Jamal Branch

Personal information
- Born: September 30, 1992 (age 33) Kansas City, Missouri, U.S.
- Listed height: 6 ft 3 in (1.91 m)
- Listed weight: 170 lb (77 kg)

Career information
- High school: Atascocita (Humble, Texas) Grace Preparatory Academy (Arlington, Texas)
- College: Texas A&M (2011–2012); St. John's (2012–2015);
- NBA draft: 2015: undrafted
- Playing career: 2015–present
- Position: Point guard / shooting guard

Career history
- 2015–2016: Los Angeles D-Fenders
- 2016–2017: Reno Bighorns
- 2018–2019: Cape Breton Highlanders

= Jamal Branch =

American professional basketball player

Jamal Edward Branch (born September 30, 1992) is an American professional basketball player who last played for the Cape Breton Highlanders of the National Basketball League of Canada. He played college basketball for Texas A&M and St. John's.

==High school career==
Branch attended Atascocita High School before transferring to Grace Preparatory Academy. As a senior, he averaged 16.4 points, 7.0 rebounds and 4.0 assists, leading Grace Prep to the state championship. For his efforts, he was selected as the district's most valuable player, he was an all-state selection and was a finalist for Mr. Basketball in the state of Texas.

==College career==
Branch began his college career at Texas A&M where he played in 11 games and averaged 4.2 points, 2.5 assists and 2.2 rebounds in 18.6 minutes. Before his sophomore season, he transferred to St. John's where he averaged 4.8 points 2.5 rebounds and 2.4 assists in 22 minutes per game as a senior.

==Professional career==
===Los Angeles D-Fenders (2015–2016)===
After going undrafted in the 2015 NBA draft, Branch signed with Iskra Svit of the Slovak Extraliga on August 29, 2015, but left before playing for them. On October 31, Branch was selected by the Los Angeles D-Fenders with the 41st overall pick in the 2015 NBA Development League Draft. However, he was waived by the D-Fenders on January 6, 2016. In 10 games with the D-Fenders, he averaged 1.1 points in 6.4 minutes per game. On April 7, 2016, Branch was re-signed by the D-Fenders for the D-League playoffs.
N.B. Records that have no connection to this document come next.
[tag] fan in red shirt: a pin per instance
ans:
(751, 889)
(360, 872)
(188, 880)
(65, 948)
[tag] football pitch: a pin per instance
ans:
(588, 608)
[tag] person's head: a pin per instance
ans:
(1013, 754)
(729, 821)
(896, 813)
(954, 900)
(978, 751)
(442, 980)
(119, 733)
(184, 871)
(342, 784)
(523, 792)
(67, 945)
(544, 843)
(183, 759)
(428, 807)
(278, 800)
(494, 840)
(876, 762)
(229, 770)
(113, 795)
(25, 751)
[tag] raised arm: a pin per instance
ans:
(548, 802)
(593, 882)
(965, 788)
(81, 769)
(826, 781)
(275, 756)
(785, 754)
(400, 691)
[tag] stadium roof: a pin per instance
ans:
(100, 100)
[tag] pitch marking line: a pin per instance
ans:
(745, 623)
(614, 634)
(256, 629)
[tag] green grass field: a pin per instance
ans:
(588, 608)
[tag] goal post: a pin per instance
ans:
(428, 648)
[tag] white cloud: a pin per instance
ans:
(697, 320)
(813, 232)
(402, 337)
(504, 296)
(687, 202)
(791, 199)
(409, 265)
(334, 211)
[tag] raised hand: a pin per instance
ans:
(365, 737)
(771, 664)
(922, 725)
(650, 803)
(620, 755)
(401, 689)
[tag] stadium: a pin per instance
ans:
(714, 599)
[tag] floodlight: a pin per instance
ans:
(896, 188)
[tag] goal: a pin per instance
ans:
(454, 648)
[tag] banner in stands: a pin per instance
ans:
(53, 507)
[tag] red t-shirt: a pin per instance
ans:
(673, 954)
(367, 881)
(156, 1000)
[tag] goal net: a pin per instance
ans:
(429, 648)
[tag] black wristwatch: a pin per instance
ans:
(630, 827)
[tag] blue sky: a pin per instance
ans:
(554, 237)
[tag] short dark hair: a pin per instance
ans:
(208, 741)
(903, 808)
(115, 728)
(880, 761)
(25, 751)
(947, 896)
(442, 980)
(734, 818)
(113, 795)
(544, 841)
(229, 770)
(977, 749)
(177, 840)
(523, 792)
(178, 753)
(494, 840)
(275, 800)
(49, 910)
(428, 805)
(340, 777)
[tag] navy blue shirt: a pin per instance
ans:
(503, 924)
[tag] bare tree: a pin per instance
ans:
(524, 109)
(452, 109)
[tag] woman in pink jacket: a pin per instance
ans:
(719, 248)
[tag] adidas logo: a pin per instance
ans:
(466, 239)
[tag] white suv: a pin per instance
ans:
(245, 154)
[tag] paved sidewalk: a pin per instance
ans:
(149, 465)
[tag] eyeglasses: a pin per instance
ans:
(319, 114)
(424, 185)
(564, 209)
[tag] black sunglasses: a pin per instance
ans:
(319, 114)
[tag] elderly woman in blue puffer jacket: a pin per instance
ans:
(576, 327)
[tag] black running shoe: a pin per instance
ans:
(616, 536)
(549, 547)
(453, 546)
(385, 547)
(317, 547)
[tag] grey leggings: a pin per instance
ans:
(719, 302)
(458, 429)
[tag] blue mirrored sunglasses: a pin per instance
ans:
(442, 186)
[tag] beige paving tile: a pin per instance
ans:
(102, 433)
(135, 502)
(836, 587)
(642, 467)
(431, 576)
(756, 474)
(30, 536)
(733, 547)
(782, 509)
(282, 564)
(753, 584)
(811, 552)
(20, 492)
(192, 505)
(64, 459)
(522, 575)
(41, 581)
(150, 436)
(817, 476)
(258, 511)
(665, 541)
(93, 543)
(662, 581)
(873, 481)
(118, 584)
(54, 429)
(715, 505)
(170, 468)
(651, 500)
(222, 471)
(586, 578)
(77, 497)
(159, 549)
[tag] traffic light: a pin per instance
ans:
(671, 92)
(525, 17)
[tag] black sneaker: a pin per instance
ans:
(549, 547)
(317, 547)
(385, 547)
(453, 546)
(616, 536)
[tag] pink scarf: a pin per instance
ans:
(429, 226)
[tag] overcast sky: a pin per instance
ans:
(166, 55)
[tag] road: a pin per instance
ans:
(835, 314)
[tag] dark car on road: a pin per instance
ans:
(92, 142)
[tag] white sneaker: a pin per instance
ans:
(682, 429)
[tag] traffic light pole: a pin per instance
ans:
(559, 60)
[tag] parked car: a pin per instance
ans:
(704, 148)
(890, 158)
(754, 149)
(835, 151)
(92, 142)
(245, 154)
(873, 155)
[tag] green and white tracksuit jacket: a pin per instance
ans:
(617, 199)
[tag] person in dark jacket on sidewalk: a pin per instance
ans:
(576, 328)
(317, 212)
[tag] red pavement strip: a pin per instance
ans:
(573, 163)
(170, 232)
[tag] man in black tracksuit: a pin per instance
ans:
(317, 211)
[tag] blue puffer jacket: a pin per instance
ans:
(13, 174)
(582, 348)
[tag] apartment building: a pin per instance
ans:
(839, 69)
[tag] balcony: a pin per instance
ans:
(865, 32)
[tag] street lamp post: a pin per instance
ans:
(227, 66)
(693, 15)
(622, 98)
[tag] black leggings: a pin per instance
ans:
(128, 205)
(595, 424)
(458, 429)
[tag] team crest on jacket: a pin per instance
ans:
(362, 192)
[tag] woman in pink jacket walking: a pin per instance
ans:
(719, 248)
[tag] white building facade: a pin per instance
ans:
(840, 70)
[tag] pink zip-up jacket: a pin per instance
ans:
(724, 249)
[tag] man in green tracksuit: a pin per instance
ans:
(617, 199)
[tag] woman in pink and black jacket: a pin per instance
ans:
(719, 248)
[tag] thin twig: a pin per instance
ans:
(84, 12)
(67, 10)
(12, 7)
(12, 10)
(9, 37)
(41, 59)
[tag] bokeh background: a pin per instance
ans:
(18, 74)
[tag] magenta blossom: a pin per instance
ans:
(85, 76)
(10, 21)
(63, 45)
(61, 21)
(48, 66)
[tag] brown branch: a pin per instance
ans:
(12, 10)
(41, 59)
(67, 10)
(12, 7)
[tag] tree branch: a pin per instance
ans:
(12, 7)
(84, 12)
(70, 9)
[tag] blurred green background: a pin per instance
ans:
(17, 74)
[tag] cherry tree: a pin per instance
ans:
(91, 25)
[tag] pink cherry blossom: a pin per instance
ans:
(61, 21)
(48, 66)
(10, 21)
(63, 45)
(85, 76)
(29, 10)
===Reno Bighorns (2016–2017)===
On October 30, 2016, Branch was acquired by the Reno Bighorns in a draft-day trade with the D-Fenders. On February 28, 2017, Branch was waived by the Bighorns.
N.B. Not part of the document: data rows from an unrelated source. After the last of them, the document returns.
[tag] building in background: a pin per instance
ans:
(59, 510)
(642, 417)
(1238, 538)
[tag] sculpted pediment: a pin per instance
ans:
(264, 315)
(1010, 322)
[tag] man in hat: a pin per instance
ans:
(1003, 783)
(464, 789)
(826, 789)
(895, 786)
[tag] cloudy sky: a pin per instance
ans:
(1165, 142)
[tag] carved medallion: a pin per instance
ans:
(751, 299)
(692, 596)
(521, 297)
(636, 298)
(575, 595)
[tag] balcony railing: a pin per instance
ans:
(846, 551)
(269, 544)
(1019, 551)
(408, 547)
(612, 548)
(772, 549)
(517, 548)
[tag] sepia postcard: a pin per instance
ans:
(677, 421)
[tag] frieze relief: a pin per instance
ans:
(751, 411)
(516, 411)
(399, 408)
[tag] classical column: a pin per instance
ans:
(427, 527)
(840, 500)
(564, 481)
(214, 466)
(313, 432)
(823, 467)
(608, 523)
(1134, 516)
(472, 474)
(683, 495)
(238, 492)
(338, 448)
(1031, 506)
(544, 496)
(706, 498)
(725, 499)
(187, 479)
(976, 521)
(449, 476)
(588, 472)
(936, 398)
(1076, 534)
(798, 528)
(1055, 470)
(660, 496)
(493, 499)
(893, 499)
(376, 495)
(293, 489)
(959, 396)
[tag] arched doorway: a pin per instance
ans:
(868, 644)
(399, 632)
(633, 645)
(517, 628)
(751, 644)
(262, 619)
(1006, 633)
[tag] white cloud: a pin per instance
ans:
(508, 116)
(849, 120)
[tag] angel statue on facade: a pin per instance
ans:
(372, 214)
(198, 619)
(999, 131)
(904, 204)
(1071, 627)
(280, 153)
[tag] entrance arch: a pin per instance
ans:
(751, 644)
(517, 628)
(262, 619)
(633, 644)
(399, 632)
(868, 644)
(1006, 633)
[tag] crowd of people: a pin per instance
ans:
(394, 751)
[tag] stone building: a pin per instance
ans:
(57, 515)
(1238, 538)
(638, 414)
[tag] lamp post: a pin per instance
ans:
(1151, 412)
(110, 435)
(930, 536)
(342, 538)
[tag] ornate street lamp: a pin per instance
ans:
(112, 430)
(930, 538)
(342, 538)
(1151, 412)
==The Basketball Tournament==
Jamal Branch played for Team Johnnies in the 2018 edition of The Basketball Tournament. He scored 24 points and had 4 rebounds and 2 steals in the team's first-round loss to the Golden Eagles.

==Personal life==
The son of Schamauda Thompson and Jerome Branch, he has two sisters, Karissa Couty and Jayda Branch, and two brothers, William Mason and Justin Branch. He also is the cousin of Alec Burks of the Utah Jazz and Marcus Denmon of Gaziantep Basketbol. Branch majored in sports management. He now resides in the DFW metroplex with his wife.